Los dedos de Yaeger flotaron durante unos segundos sobre el teclado, y finalmente se echó atrás cruzando los brazos sobre el pecho. En la pantalla apareció una imagen tridimensional en colores vividos. Yaeger oprimió otro mando y un sedán Ford Taurus de cuatro puertas, p¡ntado de un color metálico rojo vino, podía verse desde distintos ángulos como si estuviera colocado sobre un tablero móvil que oscilara en sentido horizontal y vertical.
- ¿Puedes mostrarnos el interior? -preguntó Pitt.
- Entramos -dijo Yaeger. Oprimió una nueva tecla y pareció que el metal sólido se fundía hasta dejar ver las secciones interiores del chasis y el cuerpo principal del coche. Como si fueran fantasmas que se filtraran a través de las paredes, vieron con toda claridad cada juntura soldada, cada tuerca y cada tornillo. Yaeger los llevó incluso al interior del diferencial y a lo largo del árbol motor, a través de los mecanismos de transmisión, hasta el mismo corazón del motor.
- Asombroso -murmuró Percy admirado -. Es como sobrevolar una planta generadora. Ojalá hubiéramos tenido algo parecido en 1942. Podríamos haber acabado la guerra, tanto en Europa como en el Pacífico, dos años antes.
- Fue una suerte para los alemanes que no tuvierais la bomba en 1944 -bromeó Yaeger.
Percy le dirigió una rápida mirada despectiva, y luego volvió a centrar su atención en la imagen de la pantalla.
- ¿Ves algo interesante? -preguntó Pitt.
- La caja de cambios sería un buen contenedor -murmuró Percy al tiempo que se mesaba la barba, pensativo.
- No vale. No puede estar en el motor ni en las transmisiones. Es necesario que el automóvil pueda ser conducido normalmente.
- Eso elimina una falsa batería o un radiador relleno - dijo Yaeger-. Tal vez los parachoques.
Percy negó con un ligero movimiento de la cabeza.
- Eso valdría para un explosivo plástico en forma de tubo, pero el diámetro es demasiado estrecho para un ingenio nuclear.
Estudiaron la imagen en silencio durante los minutos siguientes, mientras las habilidades del teclado de Yaeger los llevaban a un insólito viaje por el interior del automóvil.
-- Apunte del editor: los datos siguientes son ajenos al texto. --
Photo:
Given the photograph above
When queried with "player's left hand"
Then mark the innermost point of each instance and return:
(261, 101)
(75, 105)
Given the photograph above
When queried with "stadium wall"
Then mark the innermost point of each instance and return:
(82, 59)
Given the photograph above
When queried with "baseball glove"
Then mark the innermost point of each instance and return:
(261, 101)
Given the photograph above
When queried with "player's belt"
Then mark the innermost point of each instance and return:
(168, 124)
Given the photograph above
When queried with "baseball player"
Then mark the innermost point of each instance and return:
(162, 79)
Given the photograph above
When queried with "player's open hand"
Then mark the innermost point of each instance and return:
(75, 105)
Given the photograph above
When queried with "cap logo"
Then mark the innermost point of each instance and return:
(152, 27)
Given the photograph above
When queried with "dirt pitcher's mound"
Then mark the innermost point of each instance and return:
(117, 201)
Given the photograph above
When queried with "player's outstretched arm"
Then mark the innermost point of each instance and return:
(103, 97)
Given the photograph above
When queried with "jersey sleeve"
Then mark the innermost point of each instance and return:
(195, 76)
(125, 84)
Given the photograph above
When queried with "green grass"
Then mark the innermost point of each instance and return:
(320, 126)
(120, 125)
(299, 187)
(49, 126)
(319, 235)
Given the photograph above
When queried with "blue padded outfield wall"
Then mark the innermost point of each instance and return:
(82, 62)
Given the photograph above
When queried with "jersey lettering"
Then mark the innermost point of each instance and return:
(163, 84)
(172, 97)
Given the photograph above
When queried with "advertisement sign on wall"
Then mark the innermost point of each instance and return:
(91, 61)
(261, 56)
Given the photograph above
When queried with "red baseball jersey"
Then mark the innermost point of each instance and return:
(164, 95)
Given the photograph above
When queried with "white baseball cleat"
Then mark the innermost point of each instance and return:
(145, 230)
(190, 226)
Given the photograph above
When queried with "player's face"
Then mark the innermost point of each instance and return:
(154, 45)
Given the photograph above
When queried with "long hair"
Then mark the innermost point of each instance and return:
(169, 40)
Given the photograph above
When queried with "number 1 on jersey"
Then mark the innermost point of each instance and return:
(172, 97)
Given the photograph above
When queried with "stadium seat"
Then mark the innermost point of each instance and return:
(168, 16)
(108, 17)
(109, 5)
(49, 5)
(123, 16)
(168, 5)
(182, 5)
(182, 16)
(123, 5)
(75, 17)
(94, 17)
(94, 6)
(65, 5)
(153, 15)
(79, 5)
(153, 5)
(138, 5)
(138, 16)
Los conjuntos del eje y los cojinetes, el sistema de frenos, el motor de arranque y el alternador, todas las piezas fueron examinadas y descartadas.
- Vamos a probar los accesorios opcionales -anunció Yaeger.
Pitt bostezó y se desperezó. A pesar de su concentración, apenas podía mantener los ojos abiertos.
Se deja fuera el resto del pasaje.